EUR-Lex Access to European Union law

Back to EUR-Lex homepage

This document is an excerpt from the EUR-Lex website

Document 62015CN0108

Zaak C-108/15 P: Hogere voorziening ingesteld op 4 maart 2015 door Lella Khatziioannou tegen het arrest van het Gerecht (Eerste kamer) van 16 oktober 2014 in zaak T-330/13, Lella Khatziioannou/Commissie en Europese Centrale Bank

OJ C 178, 1.6.2015, p. 5–6 (BG, ES, CS, DA, DE, ET, EL, EN, FR, HR, IT, LV, LT, HU, MT, NL, PL, PT, RO, SK, SL, FI, SV)

1.6.2015   

NL

Publicatieblad van de Europese Unie

C 178/5


Hogere voorziening ingesteld op 4 maart 2015 door Lella Khatziioannou tegen het arrest van het Gerecht (Eerste kamer) van 16 oktober 2014 in zaak T-330/13, Lella Khatziioannou/Commissie en Europese Centrale Bank

(Zaak C-108/15 P)

(2015/C 178/05)

Procestaal: Grieks.

Partijen

Rekwirante: Lella Khatziioannou (vertegenwoordigers: E. Efstathiou, K. Efstathiou en K. Liasidou, advocaten)

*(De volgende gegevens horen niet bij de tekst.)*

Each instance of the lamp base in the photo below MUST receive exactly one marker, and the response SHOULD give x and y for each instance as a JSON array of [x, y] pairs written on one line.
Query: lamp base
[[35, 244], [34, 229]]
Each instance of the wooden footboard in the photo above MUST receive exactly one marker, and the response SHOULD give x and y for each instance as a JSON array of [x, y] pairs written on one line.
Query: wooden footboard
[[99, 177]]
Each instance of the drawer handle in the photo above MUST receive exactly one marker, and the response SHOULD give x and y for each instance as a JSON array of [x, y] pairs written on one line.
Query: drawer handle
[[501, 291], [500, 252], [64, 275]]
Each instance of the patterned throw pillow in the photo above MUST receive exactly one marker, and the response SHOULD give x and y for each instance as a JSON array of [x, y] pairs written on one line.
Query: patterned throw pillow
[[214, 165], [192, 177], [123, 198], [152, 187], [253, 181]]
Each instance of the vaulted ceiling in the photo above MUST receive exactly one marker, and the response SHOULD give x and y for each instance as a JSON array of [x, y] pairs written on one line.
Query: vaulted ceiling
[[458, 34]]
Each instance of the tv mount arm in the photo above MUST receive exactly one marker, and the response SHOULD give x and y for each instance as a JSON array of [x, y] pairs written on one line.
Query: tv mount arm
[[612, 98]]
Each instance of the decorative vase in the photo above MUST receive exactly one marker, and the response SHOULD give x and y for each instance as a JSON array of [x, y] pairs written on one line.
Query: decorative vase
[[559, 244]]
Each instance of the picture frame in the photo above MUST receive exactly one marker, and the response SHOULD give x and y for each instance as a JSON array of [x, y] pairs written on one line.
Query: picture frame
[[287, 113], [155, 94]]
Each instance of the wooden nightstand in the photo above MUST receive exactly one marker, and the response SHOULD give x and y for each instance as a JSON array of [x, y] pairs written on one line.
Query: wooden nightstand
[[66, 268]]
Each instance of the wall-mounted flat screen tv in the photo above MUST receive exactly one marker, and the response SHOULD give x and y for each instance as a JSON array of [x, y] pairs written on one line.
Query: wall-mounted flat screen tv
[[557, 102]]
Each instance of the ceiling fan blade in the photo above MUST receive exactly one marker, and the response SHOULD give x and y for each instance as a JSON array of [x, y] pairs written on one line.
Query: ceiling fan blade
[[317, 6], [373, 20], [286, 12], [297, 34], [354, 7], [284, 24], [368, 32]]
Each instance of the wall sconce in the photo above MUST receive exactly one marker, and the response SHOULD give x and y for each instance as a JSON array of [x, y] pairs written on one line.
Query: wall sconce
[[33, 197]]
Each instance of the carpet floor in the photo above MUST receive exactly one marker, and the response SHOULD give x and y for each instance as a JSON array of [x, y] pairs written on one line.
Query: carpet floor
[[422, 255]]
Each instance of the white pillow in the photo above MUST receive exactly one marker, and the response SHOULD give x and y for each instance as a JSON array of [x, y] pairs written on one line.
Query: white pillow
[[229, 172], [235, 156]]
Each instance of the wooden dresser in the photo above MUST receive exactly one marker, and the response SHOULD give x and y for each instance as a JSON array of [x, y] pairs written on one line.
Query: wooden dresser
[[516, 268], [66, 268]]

Andere partijen in de procedure: Europese Commissie, Europese Centrale Bank

Conclusies

vernietiging van het bestreden arrest;

vernietiging van het oordeel van het Gerecht tot aanvaarding van de exceptie van niet-ontvankelijkheid, met name het oordeel dat „een verklaring van de Eurogroep [...] niet [kan] worden beschouwd als een handeling die ertoe strekt rechtsgevolgen teweeg te brengen ten aanzien van derden” en dientengevolge jegens rekwirante en dat de Eurogroep met de bestreden verklaring „zeer in het algemeen een overzicht [heeft] gegeven van bepaalde maatregelen die op politiek vlak waren overeengekomen met de Republiek Cyprus”;

vernietiging van het bestreden arrest waarbij de waardevermindering van de deposito’s aan de Republiek Cyprus is toegerekend, zonder dat de Eurogroep, verweersters of deze laatste via de Eurogroep een enkele gedraging, handeling of besluit wordt verweten;

vernietiging van de verwijzing van rekwirante in de proceskosten.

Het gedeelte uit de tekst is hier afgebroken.